Ora, vamos por as coisas em seus devidos lugares. O governo do PT está no poder há 12 anos e meio. Assim, a velha desculpa da tal “herança maldita” – porca e tão verdadeira quanto uma nota de R$ 3,00 – já não cola mais. Na eleição passada, o povo brasileiro escolheu Dilma para presidente e a oposição – vejam que coisa curiosa – justamente para ser oposição.. Não é papel das oposições apresentar soluções para debelar crises que, afinal de contas, ela não contribui para se instalarem. Quem foi reeleita para tanto foi a senhora Rousseff. Foi eleita para governar o presente, não o passado, e nesta tarefa se inclui resolver crises. Ou ela pensava que nada disso viria com o pacote enrolado na faixa presidencial!?
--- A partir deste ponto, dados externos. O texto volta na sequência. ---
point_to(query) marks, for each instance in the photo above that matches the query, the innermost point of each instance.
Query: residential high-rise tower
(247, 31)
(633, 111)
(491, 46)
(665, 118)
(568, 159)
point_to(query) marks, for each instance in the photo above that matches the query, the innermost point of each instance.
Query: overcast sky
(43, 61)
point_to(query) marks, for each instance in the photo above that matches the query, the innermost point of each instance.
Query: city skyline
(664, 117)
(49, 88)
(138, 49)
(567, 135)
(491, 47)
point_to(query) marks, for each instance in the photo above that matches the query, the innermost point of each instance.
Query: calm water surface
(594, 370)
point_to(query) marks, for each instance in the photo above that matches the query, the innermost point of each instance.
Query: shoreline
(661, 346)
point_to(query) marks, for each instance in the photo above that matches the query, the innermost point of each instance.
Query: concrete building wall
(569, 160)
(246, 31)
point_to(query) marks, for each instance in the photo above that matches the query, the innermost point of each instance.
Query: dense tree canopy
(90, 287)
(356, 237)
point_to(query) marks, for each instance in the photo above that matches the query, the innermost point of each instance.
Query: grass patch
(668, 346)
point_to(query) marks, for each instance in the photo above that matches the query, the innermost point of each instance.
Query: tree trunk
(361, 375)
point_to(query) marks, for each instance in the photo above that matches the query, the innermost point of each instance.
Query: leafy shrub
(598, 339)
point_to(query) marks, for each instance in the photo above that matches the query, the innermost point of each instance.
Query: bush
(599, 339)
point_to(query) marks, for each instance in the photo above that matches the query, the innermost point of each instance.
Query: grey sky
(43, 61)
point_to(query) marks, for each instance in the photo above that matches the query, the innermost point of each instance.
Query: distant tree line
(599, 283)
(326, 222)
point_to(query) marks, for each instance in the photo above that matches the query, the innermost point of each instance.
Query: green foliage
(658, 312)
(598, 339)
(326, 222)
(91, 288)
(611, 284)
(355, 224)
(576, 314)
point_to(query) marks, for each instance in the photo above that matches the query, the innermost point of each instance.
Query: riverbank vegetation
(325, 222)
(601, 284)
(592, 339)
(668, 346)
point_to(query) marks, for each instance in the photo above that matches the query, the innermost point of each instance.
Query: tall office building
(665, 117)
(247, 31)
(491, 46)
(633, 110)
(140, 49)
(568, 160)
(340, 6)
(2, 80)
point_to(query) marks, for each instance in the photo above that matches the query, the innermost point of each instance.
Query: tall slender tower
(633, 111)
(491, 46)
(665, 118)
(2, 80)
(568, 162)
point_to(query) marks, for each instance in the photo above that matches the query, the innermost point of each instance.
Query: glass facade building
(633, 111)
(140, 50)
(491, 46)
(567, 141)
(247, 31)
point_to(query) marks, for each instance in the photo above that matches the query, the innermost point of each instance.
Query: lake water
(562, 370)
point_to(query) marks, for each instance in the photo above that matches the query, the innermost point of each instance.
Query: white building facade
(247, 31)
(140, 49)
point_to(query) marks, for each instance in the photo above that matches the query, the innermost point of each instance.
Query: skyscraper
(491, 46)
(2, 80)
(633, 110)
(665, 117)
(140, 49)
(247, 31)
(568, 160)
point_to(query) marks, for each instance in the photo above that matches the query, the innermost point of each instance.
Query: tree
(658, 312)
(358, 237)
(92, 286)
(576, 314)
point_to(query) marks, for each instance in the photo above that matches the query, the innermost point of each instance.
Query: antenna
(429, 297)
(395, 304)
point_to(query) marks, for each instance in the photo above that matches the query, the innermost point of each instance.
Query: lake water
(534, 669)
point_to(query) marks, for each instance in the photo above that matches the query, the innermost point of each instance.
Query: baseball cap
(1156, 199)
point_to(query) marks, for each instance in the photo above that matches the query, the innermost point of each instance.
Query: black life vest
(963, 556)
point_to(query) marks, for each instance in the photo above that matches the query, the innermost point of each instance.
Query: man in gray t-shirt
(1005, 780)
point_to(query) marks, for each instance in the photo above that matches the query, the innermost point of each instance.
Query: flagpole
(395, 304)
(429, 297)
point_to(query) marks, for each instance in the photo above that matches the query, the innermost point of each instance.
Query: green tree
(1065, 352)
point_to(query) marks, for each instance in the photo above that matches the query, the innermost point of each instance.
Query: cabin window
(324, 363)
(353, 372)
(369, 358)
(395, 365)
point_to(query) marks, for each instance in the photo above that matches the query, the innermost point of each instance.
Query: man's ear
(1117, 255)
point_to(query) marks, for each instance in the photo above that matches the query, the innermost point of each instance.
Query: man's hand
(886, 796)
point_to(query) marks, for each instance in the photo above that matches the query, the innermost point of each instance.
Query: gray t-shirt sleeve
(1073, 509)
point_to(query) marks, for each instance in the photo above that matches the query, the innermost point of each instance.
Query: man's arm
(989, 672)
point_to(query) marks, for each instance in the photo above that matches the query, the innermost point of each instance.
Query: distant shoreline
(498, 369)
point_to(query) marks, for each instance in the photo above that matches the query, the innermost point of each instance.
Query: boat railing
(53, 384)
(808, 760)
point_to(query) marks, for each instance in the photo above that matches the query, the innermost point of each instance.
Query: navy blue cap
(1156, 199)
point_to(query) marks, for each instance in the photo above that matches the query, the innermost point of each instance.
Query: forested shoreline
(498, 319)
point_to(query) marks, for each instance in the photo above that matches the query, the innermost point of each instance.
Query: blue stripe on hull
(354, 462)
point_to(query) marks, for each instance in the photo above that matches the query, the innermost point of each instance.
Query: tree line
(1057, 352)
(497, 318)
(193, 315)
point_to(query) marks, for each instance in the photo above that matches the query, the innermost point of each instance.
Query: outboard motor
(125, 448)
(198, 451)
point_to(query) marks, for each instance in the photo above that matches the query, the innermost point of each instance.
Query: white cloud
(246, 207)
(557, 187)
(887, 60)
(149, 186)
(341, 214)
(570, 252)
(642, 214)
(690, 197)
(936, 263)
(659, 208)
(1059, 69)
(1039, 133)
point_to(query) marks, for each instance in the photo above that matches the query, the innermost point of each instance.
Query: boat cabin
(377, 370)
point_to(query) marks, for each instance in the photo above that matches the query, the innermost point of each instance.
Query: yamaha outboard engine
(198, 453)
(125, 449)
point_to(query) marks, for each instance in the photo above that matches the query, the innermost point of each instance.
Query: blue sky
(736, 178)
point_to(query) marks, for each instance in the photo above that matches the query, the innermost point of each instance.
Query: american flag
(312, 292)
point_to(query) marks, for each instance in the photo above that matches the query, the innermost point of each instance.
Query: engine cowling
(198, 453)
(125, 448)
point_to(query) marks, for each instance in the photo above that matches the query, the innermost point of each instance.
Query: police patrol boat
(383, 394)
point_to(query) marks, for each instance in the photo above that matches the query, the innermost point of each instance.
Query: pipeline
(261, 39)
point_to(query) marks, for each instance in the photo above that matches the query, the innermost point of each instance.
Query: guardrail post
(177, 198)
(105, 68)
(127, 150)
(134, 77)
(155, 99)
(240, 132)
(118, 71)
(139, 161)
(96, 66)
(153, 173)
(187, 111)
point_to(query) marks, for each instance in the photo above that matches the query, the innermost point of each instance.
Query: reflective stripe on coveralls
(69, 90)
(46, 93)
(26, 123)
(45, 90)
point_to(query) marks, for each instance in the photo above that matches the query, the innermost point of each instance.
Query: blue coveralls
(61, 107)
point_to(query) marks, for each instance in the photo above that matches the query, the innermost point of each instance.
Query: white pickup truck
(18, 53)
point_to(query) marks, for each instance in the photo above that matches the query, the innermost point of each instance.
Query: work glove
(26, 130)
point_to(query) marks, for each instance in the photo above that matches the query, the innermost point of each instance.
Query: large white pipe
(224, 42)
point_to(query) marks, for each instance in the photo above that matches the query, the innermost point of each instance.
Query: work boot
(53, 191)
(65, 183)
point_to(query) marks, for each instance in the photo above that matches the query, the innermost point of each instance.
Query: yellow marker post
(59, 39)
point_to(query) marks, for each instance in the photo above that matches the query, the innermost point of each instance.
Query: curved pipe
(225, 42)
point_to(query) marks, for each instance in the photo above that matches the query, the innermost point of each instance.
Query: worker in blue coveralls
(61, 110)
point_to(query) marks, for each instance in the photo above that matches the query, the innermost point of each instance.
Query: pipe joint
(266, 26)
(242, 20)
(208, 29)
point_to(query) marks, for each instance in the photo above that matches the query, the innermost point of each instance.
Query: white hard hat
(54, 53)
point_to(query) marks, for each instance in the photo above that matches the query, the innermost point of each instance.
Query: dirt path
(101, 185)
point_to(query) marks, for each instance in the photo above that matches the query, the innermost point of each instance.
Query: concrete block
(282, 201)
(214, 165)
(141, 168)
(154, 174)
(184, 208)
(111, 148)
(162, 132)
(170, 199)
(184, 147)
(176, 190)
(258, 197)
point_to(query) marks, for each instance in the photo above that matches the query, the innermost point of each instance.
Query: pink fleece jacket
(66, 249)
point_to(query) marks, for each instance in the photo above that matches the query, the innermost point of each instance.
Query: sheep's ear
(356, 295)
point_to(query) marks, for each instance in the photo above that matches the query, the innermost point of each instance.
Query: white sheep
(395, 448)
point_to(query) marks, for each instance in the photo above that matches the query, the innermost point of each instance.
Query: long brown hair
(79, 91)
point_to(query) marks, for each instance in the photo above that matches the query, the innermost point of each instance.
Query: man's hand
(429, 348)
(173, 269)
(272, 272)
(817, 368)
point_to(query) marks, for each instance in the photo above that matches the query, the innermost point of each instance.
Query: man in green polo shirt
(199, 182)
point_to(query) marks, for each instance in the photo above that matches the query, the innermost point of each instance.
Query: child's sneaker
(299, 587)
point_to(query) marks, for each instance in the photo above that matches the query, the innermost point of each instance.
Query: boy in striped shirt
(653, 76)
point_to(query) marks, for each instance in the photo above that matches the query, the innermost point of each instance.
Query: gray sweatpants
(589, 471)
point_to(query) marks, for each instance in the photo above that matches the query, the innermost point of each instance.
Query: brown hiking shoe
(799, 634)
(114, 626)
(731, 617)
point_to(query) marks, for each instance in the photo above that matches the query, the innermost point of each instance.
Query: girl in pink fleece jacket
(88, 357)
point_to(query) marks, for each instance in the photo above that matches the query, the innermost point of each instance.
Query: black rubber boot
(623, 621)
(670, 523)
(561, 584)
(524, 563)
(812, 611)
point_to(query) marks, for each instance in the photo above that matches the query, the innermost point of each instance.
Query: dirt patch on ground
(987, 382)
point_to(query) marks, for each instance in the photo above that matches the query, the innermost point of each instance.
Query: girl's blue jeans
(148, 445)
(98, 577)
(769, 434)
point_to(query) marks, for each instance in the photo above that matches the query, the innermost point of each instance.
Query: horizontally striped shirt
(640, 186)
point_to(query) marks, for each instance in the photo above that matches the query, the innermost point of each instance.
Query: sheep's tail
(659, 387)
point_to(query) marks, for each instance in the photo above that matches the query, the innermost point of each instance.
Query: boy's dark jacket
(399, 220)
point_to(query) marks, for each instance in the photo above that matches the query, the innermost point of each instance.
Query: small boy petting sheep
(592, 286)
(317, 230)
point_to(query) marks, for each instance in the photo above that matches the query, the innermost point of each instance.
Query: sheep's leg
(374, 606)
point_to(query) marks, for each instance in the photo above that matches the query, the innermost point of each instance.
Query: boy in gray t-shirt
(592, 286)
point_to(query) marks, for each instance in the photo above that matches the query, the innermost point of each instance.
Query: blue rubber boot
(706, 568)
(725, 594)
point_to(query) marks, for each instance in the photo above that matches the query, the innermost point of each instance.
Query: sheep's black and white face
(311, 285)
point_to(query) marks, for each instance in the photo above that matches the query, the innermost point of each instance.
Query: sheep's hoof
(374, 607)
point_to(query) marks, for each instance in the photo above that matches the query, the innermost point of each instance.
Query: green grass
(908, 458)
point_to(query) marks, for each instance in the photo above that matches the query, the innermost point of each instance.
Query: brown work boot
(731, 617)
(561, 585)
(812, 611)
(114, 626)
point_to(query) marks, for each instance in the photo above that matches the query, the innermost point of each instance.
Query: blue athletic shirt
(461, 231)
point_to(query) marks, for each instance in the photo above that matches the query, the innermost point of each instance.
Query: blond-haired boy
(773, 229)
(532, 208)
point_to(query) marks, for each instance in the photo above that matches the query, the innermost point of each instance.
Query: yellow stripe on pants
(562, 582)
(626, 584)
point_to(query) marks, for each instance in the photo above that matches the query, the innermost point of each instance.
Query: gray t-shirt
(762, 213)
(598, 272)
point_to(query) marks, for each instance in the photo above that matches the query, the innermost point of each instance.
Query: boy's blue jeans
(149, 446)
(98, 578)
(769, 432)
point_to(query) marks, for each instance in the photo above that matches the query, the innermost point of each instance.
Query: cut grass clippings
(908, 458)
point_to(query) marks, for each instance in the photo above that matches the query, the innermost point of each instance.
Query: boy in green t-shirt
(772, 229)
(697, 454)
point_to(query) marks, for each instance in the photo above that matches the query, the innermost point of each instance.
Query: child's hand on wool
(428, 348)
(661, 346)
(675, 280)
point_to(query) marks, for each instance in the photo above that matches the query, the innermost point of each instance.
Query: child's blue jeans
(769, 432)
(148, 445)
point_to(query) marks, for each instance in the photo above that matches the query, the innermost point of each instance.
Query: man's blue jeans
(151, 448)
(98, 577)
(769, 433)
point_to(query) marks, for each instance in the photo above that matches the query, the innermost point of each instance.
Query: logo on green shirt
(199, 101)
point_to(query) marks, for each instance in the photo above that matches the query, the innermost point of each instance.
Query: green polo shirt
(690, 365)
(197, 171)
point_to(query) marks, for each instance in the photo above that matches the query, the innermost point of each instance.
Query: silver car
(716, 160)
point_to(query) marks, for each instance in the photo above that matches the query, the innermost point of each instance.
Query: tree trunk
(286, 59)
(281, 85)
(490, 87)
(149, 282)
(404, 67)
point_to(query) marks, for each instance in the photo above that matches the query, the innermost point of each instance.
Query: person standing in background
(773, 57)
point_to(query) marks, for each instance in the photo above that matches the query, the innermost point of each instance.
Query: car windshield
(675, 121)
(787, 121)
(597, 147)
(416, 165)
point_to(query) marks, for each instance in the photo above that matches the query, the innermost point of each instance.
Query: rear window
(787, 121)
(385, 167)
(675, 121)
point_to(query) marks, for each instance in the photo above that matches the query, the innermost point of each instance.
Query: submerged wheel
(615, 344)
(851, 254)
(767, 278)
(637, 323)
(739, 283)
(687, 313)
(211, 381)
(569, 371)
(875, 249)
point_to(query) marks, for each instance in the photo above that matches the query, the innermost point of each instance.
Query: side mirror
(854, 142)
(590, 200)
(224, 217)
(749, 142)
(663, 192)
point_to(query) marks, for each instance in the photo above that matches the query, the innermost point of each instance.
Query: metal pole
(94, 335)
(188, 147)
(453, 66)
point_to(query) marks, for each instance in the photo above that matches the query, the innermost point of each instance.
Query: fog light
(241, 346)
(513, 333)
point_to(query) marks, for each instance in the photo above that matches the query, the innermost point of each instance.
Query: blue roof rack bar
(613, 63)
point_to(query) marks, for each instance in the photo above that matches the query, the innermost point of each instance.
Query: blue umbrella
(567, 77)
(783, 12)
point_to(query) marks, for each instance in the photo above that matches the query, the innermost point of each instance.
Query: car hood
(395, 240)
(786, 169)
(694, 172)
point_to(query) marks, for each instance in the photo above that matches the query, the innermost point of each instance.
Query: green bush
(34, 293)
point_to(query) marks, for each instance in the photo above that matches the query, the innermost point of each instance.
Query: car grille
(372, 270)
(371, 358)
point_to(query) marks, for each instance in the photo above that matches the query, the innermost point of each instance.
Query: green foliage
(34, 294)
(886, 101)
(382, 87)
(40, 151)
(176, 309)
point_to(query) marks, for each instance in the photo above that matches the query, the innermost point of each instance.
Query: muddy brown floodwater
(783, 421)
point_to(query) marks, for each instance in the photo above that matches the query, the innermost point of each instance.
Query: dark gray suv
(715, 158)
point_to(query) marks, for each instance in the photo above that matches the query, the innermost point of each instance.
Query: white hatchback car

Da mesma forma, não cabe a um Legislativo independente de um país democrático dizer “amém” para todas as vontades, caprichos, pacotes e projetos do Executivo, muito embora, durante 12 anos esta tenha sido a tônica. Claro que esta subserviência do Legislativo na era petista foi bancada a peso de muita corrupção. Mensalão, petrolão e eletrolão estão aí a demonstrar que a tal base aliada não passava de um arremedo de quadrilha ávida em assaltar os cofres públicos.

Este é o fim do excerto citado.